2 Tbsp olive oil
Aromatics: 1 cinnamon stick, 2 bay leaves, ½ tsp fennel seeds
1 medium onion, finely chopped
2 cloves garlic, finely minced
1Tbsp fresh ginger, minced
2 green chilies, sliced lengthwise
1 tsp fresh thyme
5 curry leaves
2 Tbsp medium curry powder
1 tsp ground coriander
1 tsp ground cumin
400g beef fillet, cubed
250 ml tomato puree
250g chickpeas, cooked
Fresh coriander, chopped
Salt to taste
Prepare a Weber for Direct cooking over Medium heat. And fit a GBS wok
Add oil to the wok, once heated up add aromatics and onion. Cook, stirring occasionally, until translucent: about 5 mins.
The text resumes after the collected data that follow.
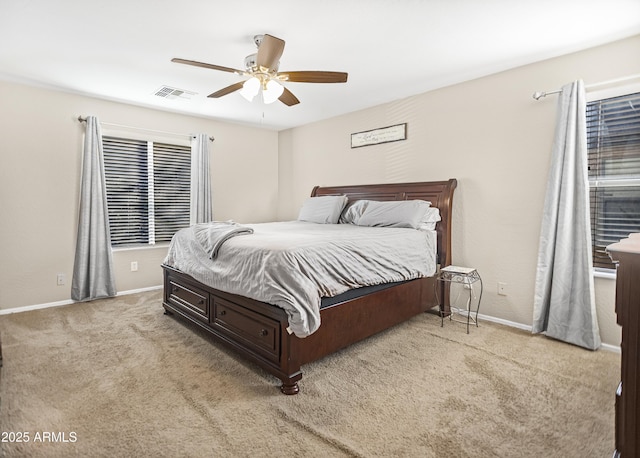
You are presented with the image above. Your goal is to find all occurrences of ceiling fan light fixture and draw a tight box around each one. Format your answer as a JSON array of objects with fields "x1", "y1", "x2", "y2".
[
  {"x1": 262, "y1": 79, "x2": 284, "y2": 104},
  {"x1": 239, "y1": 77, "x2": 260, "y2": 101}
]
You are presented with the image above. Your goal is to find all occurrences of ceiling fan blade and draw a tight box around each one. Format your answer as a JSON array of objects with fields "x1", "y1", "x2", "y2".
[
  {"x1": 278, "y1": 87, "x2": 300, "y2": 106},
  {"x1": 172, "y1": 58, "x2": 244, "y2": 75},
  {"x1": 208, "y1": 81, "x2": 245, "y2": 98},
  {"x1": 256, "y1": 34, "x2": 285, "y2": 70},
  {"x1": 278, "y1": 71, "x2": 348, "y2": 83}
]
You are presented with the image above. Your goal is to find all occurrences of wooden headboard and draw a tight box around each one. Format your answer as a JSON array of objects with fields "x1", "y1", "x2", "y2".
[{"x1": 311, "y1": 179, "x2": 457, "y2": 268}]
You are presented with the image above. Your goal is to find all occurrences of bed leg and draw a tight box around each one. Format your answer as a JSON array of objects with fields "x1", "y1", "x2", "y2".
[{"x1": 280, "y1": 381, "x2": 300, "y2": 395}]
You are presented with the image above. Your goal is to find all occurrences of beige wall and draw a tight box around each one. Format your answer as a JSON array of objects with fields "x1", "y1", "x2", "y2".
[
  {"x1": 0, "y1": 82, "x2": 279, "y2": 309},
  {"x1": 277, "y1": 35, "x2": 640, "y2": 348}
]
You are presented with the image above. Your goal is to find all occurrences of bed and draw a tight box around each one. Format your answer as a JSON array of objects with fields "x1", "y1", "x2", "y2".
[{"x1": 162, "y1": 179, "x2": 457, "y2": 394}]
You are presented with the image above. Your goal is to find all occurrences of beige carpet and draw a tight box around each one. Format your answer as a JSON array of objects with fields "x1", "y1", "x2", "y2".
[{"x1": 0, "y1": 290, "x2": 619, "y2": 457}]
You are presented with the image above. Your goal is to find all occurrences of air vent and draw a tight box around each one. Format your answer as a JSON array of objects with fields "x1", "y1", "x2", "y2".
[{"x1": 154, "y1": 86, "x2": 196, "y2": 100}]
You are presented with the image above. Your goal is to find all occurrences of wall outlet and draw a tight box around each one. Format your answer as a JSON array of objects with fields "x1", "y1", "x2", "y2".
[
  {"x1": 130, "y1": 261, "x2": 138, "y2": 272},
  {"x1": 498, "y1": 282, "x2": 507, "y2": 296},
  {"x1": 57, "y1": 273, "x2": 65, "y2": 286}
]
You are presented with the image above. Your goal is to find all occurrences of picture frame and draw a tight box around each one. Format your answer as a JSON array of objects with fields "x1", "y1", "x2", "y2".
[{"x1": 351, "y1": 123, "x2": 407, "y2": 148}]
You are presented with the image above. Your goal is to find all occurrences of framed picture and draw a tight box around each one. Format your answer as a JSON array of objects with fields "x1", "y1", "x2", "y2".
[{"x1": 351, "y1": 123, "x2": 407, "y2": 148}]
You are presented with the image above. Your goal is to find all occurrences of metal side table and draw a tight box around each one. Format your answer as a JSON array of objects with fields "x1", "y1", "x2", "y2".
[{"x1": 435, "y1": 265, "x2": 482, "y2": 333}]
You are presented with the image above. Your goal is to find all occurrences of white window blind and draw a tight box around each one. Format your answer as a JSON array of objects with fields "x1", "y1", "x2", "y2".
[
  {"x1": 587, "y1": 92, "x2": 640, "y2": 270},
  {"x1": 103, "y1": 136, "x2": 191, "y2": 247}
]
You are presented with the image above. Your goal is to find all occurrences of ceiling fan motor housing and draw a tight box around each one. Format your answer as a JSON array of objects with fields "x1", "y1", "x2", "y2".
[{"x1": 244, "y1": 53, "x2": 279, "y2": 73}]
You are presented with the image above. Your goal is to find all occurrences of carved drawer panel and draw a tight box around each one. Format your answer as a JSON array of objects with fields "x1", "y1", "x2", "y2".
[
  {"x1": 167, "y1": 279, "x2": 210, "y2": 323},
  {"x1": 212, "y1": 297, "x2": 280, "y2": 363}
]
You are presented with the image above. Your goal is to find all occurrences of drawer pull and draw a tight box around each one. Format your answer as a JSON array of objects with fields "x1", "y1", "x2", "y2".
[
  {"x1": 219, "y1": 310, "x2": 226, "y2": 316},
  {"x1": 198, "y1": 299, "x2": 204, "y2": 305},
  {"x1": 172, "y1": 287, "x2": 179, "y2": 293},
  {"x1": 259, "y1": 329, "x2": 268, "y2": 337}
]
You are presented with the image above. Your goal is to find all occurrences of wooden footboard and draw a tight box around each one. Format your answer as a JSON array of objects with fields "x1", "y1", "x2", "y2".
[{"x1": 163, "y1": 265, "x2": 302, "y2": 393}]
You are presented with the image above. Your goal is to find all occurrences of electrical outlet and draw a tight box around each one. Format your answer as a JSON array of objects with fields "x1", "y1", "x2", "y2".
[
  {"x1": 57, "y1": 273, "x2": 65, "y2": 286},
  {"x1": 498, "y1": 282, "x2": 507, "y2": 296},
  {"x1": 130, "y1": 261, "x2": 138, "y2": 272}
]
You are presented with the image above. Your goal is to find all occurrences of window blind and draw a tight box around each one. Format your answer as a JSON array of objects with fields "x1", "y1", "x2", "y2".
[
  {"x1": 587, "y1": 92, "x2": 640, "y2": 270},
  {"x1": 103, "y1": 137, "x2": 149, "y2": 246},
  {"x1": 103, "y1": 136, "x2": 190, "y2": 247},
  {"x1": 153, "y1": 142, "x2": 191, "y2": 242}
]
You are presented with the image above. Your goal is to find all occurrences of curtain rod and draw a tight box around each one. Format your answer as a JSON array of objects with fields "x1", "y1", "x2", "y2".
[
  {"x1": 532, "y1": 73, "x2": 640, "y2": 100},
  {"x1": 77, "y1": 116, "x2": 214, "y2": 142}
]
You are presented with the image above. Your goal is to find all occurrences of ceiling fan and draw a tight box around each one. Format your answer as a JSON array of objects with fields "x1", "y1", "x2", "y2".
[{"x1": 171, "y1": 34, "x2": 348, "y2": 106}]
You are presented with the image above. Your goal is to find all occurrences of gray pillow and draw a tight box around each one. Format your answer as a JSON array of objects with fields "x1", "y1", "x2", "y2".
[
  {"x1": 339, "y1": 200, "x2": 370, "y2": 224},
  {"x1": 357, "y1": 200, "x2": 431, "y2": 229},
  {"x1": 418, "y1": 207, "x2": 441, "y2": 231},
  {"x1": 298, "y1": 195, "x2": 348, "y2": 224}
]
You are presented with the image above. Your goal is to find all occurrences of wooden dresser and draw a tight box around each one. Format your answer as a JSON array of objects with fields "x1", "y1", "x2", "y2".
[{"x1": 607, "y1": 233, "x2": 640, "y2": 458}]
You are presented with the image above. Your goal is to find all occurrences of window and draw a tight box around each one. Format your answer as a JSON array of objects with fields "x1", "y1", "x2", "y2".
[
  {"x1": 102, "y1": 136, "x2": 191, "y2": 247},
  {"x1": 587, "y1": 91, "x2": 640, "y2": 270}
]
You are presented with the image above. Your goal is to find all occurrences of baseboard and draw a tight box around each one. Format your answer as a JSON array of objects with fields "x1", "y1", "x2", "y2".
[
  {"x1": 600, "y1": 343, "x2": 621, "y2": 353},
  {"x1": 0, "y1": 285, "x2": 163, "y2": 316},
  {"x1": 478, "y1": 312, "x2": 621, "y2": 354},
  {"x1": 477, "y1": 313, "x2": 532, "y2": 332}
]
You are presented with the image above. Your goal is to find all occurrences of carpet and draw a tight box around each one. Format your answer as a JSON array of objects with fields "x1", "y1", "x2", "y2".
[{"x1": 0, "y1": 290, "x2": 619, "y2": 457}]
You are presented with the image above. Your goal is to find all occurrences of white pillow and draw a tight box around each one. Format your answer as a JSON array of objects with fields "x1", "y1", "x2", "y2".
[
  {"x1": 298, "y1": 195, "x2": 348, "y2": 224},
  {"x1": 357, "y1": 200, "x2": 431, "y2": 229}
]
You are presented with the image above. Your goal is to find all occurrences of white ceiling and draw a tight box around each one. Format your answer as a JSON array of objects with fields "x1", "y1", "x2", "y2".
[{"x1": 2, "y1": 0, "x2": 640, "y2": 130}]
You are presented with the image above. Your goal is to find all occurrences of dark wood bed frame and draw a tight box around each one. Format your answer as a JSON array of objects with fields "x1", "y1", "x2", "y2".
[{"x1": 162, "y1": 179, "x2": 457, "y2": 394}]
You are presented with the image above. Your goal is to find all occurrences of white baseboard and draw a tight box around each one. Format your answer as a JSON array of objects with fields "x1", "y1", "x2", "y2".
[
  {"x1": 0, "y1": 285, "x2": 163, "y2": 316},
  {"x1": 477, "y1": 312, "x2": 532, "y2": 332},
  {"x1": 478, "y1": 312, "x2": 620, "y2": 354},
  {"x1": 600, "y1": 343, "x2": 621, "y2": 353}
]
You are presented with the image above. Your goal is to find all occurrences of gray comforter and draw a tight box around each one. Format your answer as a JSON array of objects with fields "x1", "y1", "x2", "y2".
[
  {"x1": 164, "y1": 221, "x2": 436, "y2": 337},
  {"x1": 193, "y1": 221, "x2": 254, "y2": 259}
]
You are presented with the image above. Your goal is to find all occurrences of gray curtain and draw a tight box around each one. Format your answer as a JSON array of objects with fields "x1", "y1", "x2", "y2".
[
  {"x1": 190, "y1": 133, "x2": 213, "y2": 224},
  {"x1": 71, "y1": 116, "x2": 116, "y2": 302},
  {"x1": 532, "y1": 80, "x2": 601, "y2": 350}
]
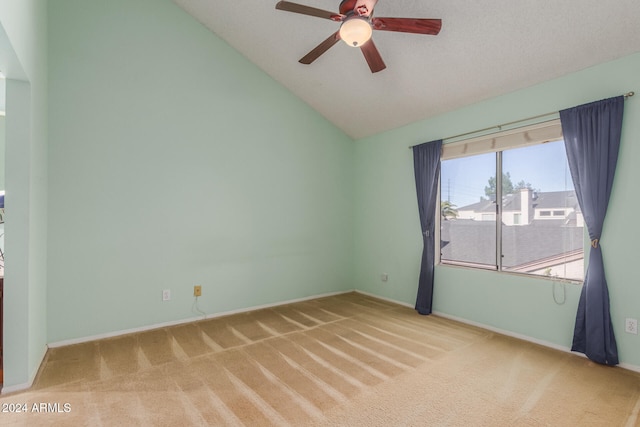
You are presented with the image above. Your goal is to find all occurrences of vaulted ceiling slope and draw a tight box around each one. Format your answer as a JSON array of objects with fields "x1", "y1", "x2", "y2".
[{"x1": 174, "y1": 0, "x2": 640, "y2": 139}]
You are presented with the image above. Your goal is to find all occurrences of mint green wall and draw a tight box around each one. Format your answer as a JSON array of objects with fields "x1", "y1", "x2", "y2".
[
  {"x1": 354, "y1": 53, "x2": 640, "y2": 367},
  {"x1": 0, "y1": 115, "x2": 5, "y2": 190},
  {"x1": 46, "y1": 0, "x2": 354, "y2": 343},
  {"x1": 6, "y1": 0, "x2": 637, "y2": 389},
  {"x1": 0, "y1": 0, "x2": 48, "y2": 389}
]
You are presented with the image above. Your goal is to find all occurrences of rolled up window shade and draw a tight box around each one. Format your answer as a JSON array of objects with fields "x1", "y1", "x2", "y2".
[{"x1": 441, "y1": 119, "x2": 563, "y2": 160}]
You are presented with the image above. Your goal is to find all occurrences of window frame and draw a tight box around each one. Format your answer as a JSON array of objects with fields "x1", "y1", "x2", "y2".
[{"x1": 436, "y1": 119, "x2": 585, "y2": 284}]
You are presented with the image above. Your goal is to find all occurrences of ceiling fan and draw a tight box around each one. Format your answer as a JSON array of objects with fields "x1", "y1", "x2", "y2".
[{"x1": 275, "y1": 0, "x2": 442, "y2": 73}]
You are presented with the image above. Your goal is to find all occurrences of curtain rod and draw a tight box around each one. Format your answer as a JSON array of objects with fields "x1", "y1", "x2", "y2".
[{"x1": 409, "y1": 91, "x2": 635, "y2": 149}]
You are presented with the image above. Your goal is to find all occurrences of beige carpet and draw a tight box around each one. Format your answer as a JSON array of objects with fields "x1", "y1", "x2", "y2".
[{"x1": 1, "y1": 292, "x2": 639, "y2": 426}]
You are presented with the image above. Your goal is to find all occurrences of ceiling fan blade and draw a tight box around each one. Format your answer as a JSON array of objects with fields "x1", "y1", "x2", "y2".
[
  {"x1": 276, "y1": 1, "x2": 341, "y2": 21},
  {"x1": 360, "y1": 39, "x2": 386, "y2": 73},
  {"x1": 299, "y1": 31, "x2": 341, "y2": 65},
  {"x1": 371, "y1": 17, "x2": 442, "y2": 35}
]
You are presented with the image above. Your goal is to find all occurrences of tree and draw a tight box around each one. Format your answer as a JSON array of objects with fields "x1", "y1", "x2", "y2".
[
  {"x1": 514, "y1": 180, "x2": 539, "y2": 193},
  {"x1": 485, "y1": 173, "x2": 539, "y2": 198},
  {"x1": 441, "y1": 201, "x2": 458, "y2": 220},
  {"x1": 484, "y1": 172, "x2": 514, "y2": 198}
]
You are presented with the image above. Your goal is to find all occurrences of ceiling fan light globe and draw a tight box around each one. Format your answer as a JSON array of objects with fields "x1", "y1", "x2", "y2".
[{"x1": 339, "y1": 17, "x2": 372, "y2": 47}]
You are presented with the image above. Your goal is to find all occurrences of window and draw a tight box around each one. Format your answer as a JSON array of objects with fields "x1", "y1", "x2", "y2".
[{"x1": 439, "y1": 120, "x2": 584, "y2": 281}]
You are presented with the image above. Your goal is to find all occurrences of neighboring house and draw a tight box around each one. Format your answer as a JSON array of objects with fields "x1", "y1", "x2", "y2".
[
  {"x1": 442, "y1": 188, "x2": 584, "y2": 280},
  {"x1": 457, "y1": 188, "x2": 583, "y2": 226}
]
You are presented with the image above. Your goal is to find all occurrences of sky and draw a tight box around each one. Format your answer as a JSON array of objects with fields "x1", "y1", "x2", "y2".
[{"x1": 441, "y1": 139, "x2": 574, "y2": 208}]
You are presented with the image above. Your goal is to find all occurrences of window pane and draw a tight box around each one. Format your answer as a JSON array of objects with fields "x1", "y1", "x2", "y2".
[
  {"x1": 440, "y1": 153, "x2": 496, "y2": 268},
  {"x1": 500, "y1": 140, "x2": 584, "y2": 280}
]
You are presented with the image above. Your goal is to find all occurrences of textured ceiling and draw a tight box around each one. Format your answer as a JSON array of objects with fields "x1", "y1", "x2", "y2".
[{"x1": 173, "y1": 0, "x2": 640, "y2": 139}]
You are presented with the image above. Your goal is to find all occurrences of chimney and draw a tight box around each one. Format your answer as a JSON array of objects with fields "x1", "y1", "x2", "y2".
[{"x1": 520, "y1": 188, "x2": 531, "y2": 225}]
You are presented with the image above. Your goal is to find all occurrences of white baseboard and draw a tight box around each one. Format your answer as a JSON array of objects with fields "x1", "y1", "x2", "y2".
[
  {"x1": 48, "y1": 289, "x2": 355, "y2": 349},
  {"x1": 1, "y1": 345, "x2": 48, "y2": 395},
  {"x1": 432, "y1": 310, "x2": 573, "y2": 352},
  {"x1": 617, "y1": 362, "x2": 640, "y2": 373},
  {"x1": 353, "y1": 290, "x2": 640, "y2": 374},
  {"x1": 29, "y1": 287, "x2": 640, "y2": 386},
  {"x1": 2, "y1": 381, "x2": 33, "y2": 395},
  {"x1": 434, "y1": 311, "x2": 640, "y2": 374},
  {"x1": 354, "y1": 289, "x2": 414, "y2": 308}
]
Add garlic, ginger, chillies, thyme and curry leaves. Cook, stirring, for 1 min.
Add curry powder, coriander and cumin powders. Cook for 1 min.
Add meat to the wok and cook, stirring, until all spices have combined.
Add tomato puree, some chopped coriander, salt to taste.
Allow to cook gently for about 15-20 mins. Lastly, add chickpeas, allow to cook through for 5 mins.
Garnish with coriander sprigs. Serve with basmati rice, roti and sambals.